You and Tony Pun have been together from day one; it rarely happens in this industry?

Me and Tony Pun Daning come from way back and we are happy to look back today at a very successful legacy built based on simple trust and loyalty, respect for each other’s views.

In every ten year long working relationship, there will be a few ups and downs and progressive arguments all aimed at achieving the primary objective which is success. In all this, Tony Pun was the manager and I the artiste on the quest for global recognition.

Tony Pun (Second from left), Samini First from Right
Manger Tony Pun (Second from left), Samini First from Right

He’s been a brother and a true friend.

Above all, a true soldier in times of difficulty you can always trust Tony to pull what we call the “magic” and make something happen. In my entire career I’ve worked with ONE manager and that’s been Tony Pun aka Tunnnnuppppp.

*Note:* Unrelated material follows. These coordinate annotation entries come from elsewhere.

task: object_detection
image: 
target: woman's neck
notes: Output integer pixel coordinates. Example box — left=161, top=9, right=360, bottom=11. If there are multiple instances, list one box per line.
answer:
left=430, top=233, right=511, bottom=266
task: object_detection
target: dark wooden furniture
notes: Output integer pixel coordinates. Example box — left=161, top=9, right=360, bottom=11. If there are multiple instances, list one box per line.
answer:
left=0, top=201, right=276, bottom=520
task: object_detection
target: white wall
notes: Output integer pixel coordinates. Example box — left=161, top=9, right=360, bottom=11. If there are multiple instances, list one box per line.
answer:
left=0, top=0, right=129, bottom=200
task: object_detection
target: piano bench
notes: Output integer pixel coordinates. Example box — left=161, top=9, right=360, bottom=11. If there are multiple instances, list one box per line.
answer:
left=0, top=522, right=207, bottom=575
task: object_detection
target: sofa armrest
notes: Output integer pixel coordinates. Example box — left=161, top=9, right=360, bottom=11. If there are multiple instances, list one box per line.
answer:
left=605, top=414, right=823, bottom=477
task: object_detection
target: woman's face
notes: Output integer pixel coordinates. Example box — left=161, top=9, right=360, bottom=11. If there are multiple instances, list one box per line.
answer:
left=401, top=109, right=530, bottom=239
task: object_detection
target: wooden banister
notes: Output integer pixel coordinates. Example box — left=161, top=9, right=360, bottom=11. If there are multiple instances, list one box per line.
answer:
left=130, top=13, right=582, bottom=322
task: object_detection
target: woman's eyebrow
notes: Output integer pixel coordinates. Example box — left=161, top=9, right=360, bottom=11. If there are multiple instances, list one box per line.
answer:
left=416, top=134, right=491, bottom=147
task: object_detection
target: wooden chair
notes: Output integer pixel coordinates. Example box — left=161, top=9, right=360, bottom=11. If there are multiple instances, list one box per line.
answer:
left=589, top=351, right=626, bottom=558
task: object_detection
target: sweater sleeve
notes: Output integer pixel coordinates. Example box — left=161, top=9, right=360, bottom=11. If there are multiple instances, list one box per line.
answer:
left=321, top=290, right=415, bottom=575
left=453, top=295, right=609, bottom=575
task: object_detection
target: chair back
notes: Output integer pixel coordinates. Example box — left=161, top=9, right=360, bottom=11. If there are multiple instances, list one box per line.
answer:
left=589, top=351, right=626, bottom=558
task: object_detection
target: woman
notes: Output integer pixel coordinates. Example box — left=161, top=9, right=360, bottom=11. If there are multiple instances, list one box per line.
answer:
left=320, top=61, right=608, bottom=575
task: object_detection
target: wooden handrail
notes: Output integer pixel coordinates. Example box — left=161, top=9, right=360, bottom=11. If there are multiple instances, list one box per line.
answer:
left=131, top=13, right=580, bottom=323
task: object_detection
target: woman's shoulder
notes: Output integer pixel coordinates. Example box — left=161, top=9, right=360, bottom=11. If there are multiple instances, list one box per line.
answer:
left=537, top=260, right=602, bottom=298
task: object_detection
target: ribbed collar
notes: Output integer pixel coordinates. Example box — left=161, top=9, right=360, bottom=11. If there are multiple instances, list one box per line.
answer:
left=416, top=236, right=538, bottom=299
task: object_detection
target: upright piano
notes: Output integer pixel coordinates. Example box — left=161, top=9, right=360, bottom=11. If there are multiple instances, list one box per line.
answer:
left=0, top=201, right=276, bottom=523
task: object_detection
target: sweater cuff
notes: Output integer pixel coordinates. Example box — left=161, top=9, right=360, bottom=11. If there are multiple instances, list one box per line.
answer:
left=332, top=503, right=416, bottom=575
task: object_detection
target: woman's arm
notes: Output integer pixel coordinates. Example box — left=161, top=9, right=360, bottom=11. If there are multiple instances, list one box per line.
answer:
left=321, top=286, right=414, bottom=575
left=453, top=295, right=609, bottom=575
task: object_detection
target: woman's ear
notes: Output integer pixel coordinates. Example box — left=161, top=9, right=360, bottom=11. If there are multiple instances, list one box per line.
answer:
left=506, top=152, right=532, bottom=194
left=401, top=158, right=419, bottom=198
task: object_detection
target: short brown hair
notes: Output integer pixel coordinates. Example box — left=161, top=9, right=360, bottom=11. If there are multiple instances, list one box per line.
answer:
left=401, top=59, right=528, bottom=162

Heard about your sports bar; what prompted it?

After all these years of entertaining the masses both locally and internationally, we have to be honest that as a label we’ve made a lot of money and we are looking at channelling into assets rather than lavish living as this industry does not promise any artist a hit record tomorrow.

With that in mind we thought it wise to move into different business ventures, one of which is my own restaurant and lounge called Dancestardom to cater for the general public and my fans as well as create an avenue where one can access everything Samini at a go.

There will be a local and continental restaurant, a live music session and an inner pub. It’s will also have a sports bar with screens all over to catch your favourite sporting events at any time. We have other attractions like a mini gulf course and a pool table and a shisha lounge to entertain almost everyone who walks in.